IPTV is the new acronym for Internet Protocol TV. In most cases, it means a system to deliver television programming using the Internet protocol (language) over computer networks. IPTV is a very hot topic these days, especially at telephone companies, who see the technology as a way to enter the television delivery business in order to compete with cable, direct-to-home satellite and over-the-air broadcasting.
Some companies are taking IPTV very seriously with major capital investments. Verizon, the nation’s largest phone company, is in the midst of a huge project to wire every home in its 29-state territory with fiber optic cable.
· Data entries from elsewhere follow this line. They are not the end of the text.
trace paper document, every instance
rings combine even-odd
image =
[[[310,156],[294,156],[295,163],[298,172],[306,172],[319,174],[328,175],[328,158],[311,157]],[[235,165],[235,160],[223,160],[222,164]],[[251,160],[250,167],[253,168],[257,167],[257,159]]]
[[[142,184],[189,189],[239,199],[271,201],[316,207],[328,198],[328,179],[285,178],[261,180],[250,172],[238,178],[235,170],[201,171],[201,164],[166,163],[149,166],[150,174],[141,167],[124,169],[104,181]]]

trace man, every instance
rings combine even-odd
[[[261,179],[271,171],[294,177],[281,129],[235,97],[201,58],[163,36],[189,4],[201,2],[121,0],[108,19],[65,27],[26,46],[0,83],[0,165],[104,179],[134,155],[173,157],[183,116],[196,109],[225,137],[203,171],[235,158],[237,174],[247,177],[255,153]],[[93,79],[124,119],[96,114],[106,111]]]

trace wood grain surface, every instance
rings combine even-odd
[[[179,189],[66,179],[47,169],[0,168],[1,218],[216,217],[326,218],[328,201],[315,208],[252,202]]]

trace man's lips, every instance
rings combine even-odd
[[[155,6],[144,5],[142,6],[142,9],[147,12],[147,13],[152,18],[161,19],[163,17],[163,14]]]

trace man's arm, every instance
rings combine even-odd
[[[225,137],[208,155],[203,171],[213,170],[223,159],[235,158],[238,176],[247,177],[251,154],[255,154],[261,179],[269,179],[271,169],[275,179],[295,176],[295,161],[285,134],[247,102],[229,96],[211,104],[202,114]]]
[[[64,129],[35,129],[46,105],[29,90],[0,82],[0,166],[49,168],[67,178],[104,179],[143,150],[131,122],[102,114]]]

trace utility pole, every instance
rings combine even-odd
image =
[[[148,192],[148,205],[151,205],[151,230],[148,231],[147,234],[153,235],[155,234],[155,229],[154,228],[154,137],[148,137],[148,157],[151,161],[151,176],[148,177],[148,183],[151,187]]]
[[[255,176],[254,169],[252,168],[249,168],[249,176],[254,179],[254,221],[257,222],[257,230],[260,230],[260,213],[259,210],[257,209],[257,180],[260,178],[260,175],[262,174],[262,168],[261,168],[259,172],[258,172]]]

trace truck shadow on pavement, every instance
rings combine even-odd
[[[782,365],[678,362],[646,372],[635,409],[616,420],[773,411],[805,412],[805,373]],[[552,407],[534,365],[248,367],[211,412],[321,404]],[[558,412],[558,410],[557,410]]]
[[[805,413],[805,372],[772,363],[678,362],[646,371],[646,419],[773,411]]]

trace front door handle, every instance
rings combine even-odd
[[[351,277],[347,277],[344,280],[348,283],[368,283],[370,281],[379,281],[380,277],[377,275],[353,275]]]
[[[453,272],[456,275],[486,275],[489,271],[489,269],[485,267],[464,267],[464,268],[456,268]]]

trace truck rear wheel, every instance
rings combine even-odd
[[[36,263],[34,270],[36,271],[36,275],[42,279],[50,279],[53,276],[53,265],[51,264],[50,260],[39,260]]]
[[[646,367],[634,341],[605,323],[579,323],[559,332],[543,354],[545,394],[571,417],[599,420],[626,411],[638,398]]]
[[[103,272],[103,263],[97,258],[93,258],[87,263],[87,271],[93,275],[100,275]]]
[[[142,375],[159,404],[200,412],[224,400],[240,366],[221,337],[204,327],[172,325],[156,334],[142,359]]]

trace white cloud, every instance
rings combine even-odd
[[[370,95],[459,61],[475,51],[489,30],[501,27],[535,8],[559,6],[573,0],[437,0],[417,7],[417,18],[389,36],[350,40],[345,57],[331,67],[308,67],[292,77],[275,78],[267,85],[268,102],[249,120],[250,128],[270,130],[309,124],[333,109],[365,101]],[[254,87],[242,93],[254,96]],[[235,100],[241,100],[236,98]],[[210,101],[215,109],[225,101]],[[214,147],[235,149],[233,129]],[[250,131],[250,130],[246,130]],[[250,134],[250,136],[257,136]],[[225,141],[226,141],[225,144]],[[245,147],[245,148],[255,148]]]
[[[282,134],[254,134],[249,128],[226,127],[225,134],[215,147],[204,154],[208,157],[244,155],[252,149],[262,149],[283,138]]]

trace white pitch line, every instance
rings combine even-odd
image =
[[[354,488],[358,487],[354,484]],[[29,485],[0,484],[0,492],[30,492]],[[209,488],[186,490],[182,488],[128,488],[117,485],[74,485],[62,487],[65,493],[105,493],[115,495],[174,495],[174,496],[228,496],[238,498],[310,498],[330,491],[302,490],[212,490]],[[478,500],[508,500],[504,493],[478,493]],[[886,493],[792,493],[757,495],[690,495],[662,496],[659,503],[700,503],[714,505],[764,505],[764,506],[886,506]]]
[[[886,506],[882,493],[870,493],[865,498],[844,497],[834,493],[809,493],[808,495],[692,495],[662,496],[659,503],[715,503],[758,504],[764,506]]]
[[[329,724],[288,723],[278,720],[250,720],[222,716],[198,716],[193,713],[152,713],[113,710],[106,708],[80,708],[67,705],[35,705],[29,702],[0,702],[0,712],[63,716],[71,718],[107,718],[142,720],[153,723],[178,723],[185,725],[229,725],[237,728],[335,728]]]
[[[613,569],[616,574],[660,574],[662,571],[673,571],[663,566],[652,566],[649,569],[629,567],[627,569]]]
If and when that day comes, Verizon could use fiber-to-the-door to deliver hundreds of channels of IPTV (both standard and high definition), ultra-fast Internet access, voice telephone service and about any other data service a customer could want—all at the same time over one tiny wire.
This fall another corporate behemoth turned its attention to IPTV. Microsoft’s TV division announced plans to develop a new IPTV delivery platform designed to enable cable and telecommunications operators to offer improvements on today’s pay-TV services as well as next-generation TV over existing broadband networks.
Planned features include instant channel changing, multimedia programming guides with integrated video, and multiple picture-in-picture capability on standard television sets. High-definition television, next-generation digital video recording and video on demand (VOD) functionality also will be supported. Microsoft said it will work with Bell Canada, the largest Canadian telecommunications company, to test and deploy the system.
Numerous technology companies are already offering a wide range of ways and products to transmit video over IP networks. Among them are Microspace Communications; Minerva Networks; SeaChange International; Star Valley Solutions; and Tandberg Television.